The US has upped its broadband adoption rates to a respectable 63 per cent of adults connected from 55 per cent a year earlier, according to a study. The jump - boosted by much higher adoption by low income groups - follows a fallow period when the numbers seemed to be stuck at the mid-50s. By Ian Scales.
So says the Pew Research Center, which is conducting an Internet & American Life Project which charts the adoption of broadband and the social impact of technology. The boost seems to have partly due to a catch-up mounted within under-represented groups (those from the wrong side of the digital divide) such as senior citizens - whose adoption rose from 19 per cent in early 2008 to 30 per cent by May this year - and low income groups who together increased their representation from 25 per cent connected about a year ago to 35 per cent connected now.
As you might expect it's college graduates (83 per cent), upper incomers (85 per cent) and the amusingly-named 'older baby boomers' (50 to 64 years) 61 per cent, who drag the average figure up.
The growth spurt seems to confirm broadband adoption as largely immune to the effects of the economic recession, despite the fact that broadband pricing has risen on average from $34.50 to $39.00 over the period of the big increase in penetration to May this year.
Not surprisingly, where there was a choice of providers the average connection cost is considerably lower (up to 25 per cent lower) than where there were two or more providers.
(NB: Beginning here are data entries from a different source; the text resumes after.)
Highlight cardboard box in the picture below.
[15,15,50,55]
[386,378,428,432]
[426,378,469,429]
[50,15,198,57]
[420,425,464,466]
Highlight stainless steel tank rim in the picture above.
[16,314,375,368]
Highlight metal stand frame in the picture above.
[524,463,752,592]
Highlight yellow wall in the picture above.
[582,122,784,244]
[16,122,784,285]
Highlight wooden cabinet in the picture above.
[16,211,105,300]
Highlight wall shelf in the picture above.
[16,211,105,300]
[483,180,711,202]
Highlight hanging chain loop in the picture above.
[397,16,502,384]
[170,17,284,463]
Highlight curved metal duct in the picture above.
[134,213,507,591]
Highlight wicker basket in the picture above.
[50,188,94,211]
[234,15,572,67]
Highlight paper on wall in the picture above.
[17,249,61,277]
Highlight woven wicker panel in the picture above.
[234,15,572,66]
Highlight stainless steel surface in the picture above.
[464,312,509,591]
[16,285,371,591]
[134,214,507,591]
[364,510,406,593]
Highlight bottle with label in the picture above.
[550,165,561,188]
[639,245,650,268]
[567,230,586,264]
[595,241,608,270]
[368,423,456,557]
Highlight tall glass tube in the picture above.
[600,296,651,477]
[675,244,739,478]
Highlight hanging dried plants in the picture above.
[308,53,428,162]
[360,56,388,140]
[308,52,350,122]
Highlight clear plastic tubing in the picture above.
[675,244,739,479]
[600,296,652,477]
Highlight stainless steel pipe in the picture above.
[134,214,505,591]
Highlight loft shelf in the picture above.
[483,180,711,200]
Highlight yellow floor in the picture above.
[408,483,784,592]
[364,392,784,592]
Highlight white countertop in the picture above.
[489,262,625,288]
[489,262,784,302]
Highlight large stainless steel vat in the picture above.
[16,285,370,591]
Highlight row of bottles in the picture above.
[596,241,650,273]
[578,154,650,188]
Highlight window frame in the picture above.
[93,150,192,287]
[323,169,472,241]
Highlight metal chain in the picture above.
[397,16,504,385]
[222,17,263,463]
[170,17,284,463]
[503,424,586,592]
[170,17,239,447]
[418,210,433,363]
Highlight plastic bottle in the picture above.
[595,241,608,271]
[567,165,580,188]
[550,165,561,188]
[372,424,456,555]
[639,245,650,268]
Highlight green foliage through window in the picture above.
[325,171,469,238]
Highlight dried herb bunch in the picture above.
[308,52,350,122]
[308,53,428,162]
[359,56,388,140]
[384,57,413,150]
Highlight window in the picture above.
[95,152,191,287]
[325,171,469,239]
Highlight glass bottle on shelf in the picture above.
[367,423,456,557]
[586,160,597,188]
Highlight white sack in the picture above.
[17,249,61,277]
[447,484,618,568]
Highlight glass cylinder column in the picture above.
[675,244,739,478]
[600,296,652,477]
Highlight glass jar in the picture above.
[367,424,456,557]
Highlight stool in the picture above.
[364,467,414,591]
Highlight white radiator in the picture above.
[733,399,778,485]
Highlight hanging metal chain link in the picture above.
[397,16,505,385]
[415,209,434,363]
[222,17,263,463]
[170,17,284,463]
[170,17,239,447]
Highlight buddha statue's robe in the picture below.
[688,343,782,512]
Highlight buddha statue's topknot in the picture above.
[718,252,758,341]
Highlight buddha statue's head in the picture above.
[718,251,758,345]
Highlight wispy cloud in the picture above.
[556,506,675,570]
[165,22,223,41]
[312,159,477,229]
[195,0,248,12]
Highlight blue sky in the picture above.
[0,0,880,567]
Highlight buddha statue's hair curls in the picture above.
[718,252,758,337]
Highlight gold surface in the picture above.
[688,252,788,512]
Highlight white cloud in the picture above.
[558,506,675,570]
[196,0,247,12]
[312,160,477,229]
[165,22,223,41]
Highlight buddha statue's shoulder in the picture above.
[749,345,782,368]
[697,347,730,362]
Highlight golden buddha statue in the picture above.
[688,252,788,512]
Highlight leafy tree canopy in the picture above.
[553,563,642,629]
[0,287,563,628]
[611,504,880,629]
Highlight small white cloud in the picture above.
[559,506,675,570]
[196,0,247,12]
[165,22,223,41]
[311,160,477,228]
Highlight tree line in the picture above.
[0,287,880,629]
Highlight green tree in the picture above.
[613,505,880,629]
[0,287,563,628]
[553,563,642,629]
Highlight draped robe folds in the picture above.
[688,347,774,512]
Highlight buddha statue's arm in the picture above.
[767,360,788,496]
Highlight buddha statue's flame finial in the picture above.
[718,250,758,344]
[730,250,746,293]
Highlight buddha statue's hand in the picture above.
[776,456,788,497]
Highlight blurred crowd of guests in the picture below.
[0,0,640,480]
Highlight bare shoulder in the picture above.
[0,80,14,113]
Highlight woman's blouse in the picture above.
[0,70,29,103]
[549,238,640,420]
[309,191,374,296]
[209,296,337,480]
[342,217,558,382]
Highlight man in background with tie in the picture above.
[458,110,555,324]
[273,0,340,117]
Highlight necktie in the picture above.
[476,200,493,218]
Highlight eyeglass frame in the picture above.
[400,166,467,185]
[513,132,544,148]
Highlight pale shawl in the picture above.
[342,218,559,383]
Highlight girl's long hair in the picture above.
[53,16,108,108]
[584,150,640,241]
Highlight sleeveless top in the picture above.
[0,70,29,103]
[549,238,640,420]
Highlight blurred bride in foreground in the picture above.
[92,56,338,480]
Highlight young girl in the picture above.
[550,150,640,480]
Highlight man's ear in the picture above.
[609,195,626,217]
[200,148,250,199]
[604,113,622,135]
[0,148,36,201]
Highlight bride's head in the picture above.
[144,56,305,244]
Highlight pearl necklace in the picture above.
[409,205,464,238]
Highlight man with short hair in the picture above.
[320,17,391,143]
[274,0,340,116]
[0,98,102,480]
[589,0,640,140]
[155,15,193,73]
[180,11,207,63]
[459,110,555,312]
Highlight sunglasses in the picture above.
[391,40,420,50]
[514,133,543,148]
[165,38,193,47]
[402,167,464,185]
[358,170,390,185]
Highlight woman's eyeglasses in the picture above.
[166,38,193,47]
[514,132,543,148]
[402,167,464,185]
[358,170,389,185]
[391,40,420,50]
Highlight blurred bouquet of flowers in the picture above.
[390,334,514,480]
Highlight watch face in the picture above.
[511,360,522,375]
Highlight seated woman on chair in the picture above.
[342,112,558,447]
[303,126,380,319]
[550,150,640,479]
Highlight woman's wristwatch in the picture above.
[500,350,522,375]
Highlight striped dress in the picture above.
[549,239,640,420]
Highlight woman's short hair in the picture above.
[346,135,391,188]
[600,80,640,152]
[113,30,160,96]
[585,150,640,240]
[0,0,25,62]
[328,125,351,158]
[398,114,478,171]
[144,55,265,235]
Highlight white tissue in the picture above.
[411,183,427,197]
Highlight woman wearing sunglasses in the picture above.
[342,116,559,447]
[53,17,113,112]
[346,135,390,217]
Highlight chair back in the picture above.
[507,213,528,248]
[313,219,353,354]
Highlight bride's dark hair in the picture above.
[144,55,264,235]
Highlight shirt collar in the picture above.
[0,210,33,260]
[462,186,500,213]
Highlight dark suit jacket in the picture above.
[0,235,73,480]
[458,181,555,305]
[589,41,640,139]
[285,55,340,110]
On the face of it, evidence of the power of competition to reduce pricing, although part of this difference may be accounted for by the more densely populated (and therefore cheaper-to-serve) areas being more highly contended by multiple providers.
What the study doesn't show (although the headline chosen for the summary and posted up onto websites suggests it does) is that Americans value their broadband connections more than they value their mobile phones.
When asked whether they'd already cut back or cancelled their cable, Internet or cellphone use because of the recession, only 9 per cent said they'd cut back or cancelled Internet, while 22 per cent said they had cut back or cancelled service on both cable TV and cell phone usage.
Since a flat-rate Internet connection doesn't really allow you to 'cut back', only to cancel and go back to dial-up, this is hardly surprising. Cellphones, on the other hand, can easily be squeezed through a change in plan or a simple resolution not to call or text as often - the only surprise is that only 22 per cent of users said they had done it.